Se no início as mudanças bruscas de comportamento deixavam tanto Bruno quanto a mim mesma um pouco confusos, agora elas pareciam nos pegar completamente de surpresa. Cheguei a ter medo de estar desenvolvendo algum tipo de bipolaridade, já que, às vezes, era uma questão de segundos para que meu humor mudasse radicalmente, com direito à lágrimas e berros. Mas o dr. Carlos nos certificou de que aquilo era normal. 

Aparentemente, Bruno estava começando a ter um pouco de medo de mim. Claro que grande parte das vezes, quando brigávamos (sempre por motivos idiotas, porque meu humor resolvia entrar em crise) ele não respondia o que responderia normalmente só porque tinha medo que, insistindo na discussão, meu nervosismo atingisse níveis perigosos para a gravidez. Mas em alguns momentos eu realmente o notava um pouco tenso, sendo excessivamente gentil e manso. E mesmo que isso só me enervasse mais, ele parecia decidido a bancar o tipo de namorado "tudo-que-você-quiser,amor".

Ameacei-o de morte algumas vezes, e talvez porque eu parecesse sincera, em determinado momento ele passou a me sufocar menos. Me senti vitoriosa apenas até o momento em que seu pequeno afastamento trouxe uma sensação completamente absurda de abandono. Depois de muito drama, nós dois conseguimos balancear as oscilações que meu humor sofria, e então ele sabia quando era a hora de se afastar e quando era a hora de grudar em mim. 

– Amor? - Ele gritou assim que ouvi a porta da sala ser batida. 

– Quarto! - Gritei de volta, ainda me encarando no espelho enorme do closet apenas de calcinha e sutiã, exatamente o que estivera fazendo durante os últimos dez minutos.  

Bruno entrou já com o paletó na mão, desfazendo o nó firme da gravata em seu pescoço e parecendo cansado. Não me mexi, ainda encarando o espelho. Esperei que ele se pronunciasse parado ali atrás de mim, também encarando o nosso reflexo. 

– Tudo bem? - Ele perguntou, me olhando como quem olha uma granada prestes a explodir.
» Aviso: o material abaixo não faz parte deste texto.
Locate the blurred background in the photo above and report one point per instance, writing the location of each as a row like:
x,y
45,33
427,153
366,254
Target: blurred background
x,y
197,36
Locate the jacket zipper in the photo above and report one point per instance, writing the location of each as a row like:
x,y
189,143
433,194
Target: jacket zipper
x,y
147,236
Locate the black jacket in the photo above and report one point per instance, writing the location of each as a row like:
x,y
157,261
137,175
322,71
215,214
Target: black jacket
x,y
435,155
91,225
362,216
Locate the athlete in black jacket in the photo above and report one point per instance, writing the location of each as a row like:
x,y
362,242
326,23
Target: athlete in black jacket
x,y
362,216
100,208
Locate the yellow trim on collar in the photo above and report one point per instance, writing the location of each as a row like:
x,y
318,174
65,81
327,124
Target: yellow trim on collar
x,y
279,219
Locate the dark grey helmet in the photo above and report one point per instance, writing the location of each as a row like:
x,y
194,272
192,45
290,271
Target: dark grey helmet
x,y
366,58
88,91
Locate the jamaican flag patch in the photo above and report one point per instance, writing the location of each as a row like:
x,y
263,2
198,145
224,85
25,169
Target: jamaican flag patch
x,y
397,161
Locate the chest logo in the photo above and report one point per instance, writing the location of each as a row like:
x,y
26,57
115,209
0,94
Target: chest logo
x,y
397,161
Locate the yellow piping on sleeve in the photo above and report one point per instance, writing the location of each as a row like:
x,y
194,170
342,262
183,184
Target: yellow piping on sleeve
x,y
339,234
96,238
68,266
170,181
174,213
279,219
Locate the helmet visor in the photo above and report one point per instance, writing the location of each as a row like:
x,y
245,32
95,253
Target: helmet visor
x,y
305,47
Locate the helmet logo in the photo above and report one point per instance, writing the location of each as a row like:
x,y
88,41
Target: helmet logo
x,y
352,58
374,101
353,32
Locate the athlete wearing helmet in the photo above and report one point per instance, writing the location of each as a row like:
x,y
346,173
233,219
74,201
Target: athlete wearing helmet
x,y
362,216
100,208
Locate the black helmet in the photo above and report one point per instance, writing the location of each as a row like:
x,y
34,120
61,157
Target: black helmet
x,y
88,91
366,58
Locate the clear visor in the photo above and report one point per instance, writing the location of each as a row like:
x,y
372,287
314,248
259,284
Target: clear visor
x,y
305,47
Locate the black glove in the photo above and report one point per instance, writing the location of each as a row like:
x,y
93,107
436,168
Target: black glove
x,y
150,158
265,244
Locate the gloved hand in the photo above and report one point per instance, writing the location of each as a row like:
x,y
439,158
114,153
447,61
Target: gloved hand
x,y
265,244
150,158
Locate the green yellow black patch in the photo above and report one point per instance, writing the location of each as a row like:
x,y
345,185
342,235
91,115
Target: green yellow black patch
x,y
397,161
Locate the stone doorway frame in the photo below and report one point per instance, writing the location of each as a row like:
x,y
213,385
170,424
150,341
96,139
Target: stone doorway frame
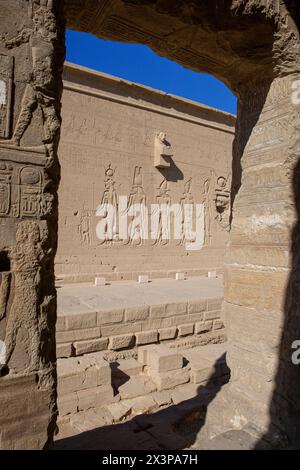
x,y
253,46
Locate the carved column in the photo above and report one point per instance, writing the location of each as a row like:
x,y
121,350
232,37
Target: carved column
x,y
31,60
262,268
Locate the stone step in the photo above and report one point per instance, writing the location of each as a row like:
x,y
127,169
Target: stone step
x,y
207,364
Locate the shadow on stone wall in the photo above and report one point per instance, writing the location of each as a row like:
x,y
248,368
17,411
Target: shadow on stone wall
x,y
284,428
173,428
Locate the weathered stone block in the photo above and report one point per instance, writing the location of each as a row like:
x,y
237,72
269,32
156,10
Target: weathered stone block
x,y
77,335
203,327
67,404
218,325
197,306
64,350
60,323
155,323
138,386
167,333
121,328
119,411
212,315
81,321
130,367
163,359
214,304
134,314
185,330
93,345
176,308
158,311
169,380
121,342
107,317
195,317
95,397
146,337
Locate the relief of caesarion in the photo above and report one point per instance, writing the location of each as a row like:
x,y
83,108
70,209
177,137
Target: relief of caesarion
x,y
41,88
19,298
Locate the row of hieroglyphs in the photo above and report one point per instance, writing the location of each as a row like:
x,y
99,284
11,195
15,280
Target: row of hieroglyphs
x,y
22,191
214,196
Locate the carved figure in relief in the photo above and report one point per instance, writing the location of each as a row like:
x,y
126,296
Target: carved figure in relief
x,y
187,201
40,90
85,228
163,200
5,188
6,86
208,213
26,258
4,292
222,202
110,200
162,151
137,201
30,191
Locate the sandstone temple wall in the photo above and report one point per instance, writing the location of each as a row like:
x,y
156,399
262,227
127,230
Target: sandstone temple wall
x,y
107,150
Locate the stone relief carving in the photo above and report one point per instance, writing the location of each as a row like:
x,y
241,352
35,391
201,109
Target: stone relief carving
x,y
6,84
84,228
5,188
162,151
5,278
187,198
22,192
40,91
208,213
26,258
163,198
137,196
110,198
30,191
222,202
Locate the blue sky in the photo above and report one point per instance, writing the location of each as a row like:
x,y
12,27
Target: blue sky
x,y
140,64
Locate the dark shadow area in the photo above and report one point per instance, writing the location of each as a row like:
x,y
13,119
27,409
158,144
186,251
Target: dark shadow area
x,y
284,428
173,173
118,377
173,428
250,106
Assenti com a cabeça, lutando contra o biquinho pré-choro que começava a se formar no meu rosto. 

Ele obviamente percebeu que não estava tudo bem, e por isso se aproximou, beijando meu pescoço de leve enquanto jogava despreocupadamente seu paletó e sua gravata em algum canto, envolvendo seus braços em mim logo em seguida. 

– Tem certeza? - Bruno insistiu, brincando com a ponta do seu nariz carinhosamente no meu ombro, mas ainda me olhando pelo reflexo com o máximo de cautela. 

O choro veio até minha garganta e voltou. Meu queixo tremeu e meu biquinho se transformou em uma careta. 

– Estou... horrível. - Consegui falar, tentando não tremer a voz. Ele suspirou contra meu pescoço. 

– Me diga exatamente qual parte em você está horrível. Porque eu não consigo ver... 

– Eu toda. 

A lágrima que brincava em um dos meus olhos caiu. 

– Amor... - Ele começou, com sua voz suave e calma, que demonstrava toda a paciência de um monge budista - Você não consegue ficar feia.

– Eu estou gorda... E deformada...

– Você não está deformada. Mas se a nossa filha está aí dentro, sua pele e seus músculos precisam se esticar. 

Como de costume, ele espalmou suas mãos na minha barriga, não enorme, mas evidentemente desenvolvida.

– Você não negou que eu estou gorda. - Comecei, sentindo uma tristeza idiota.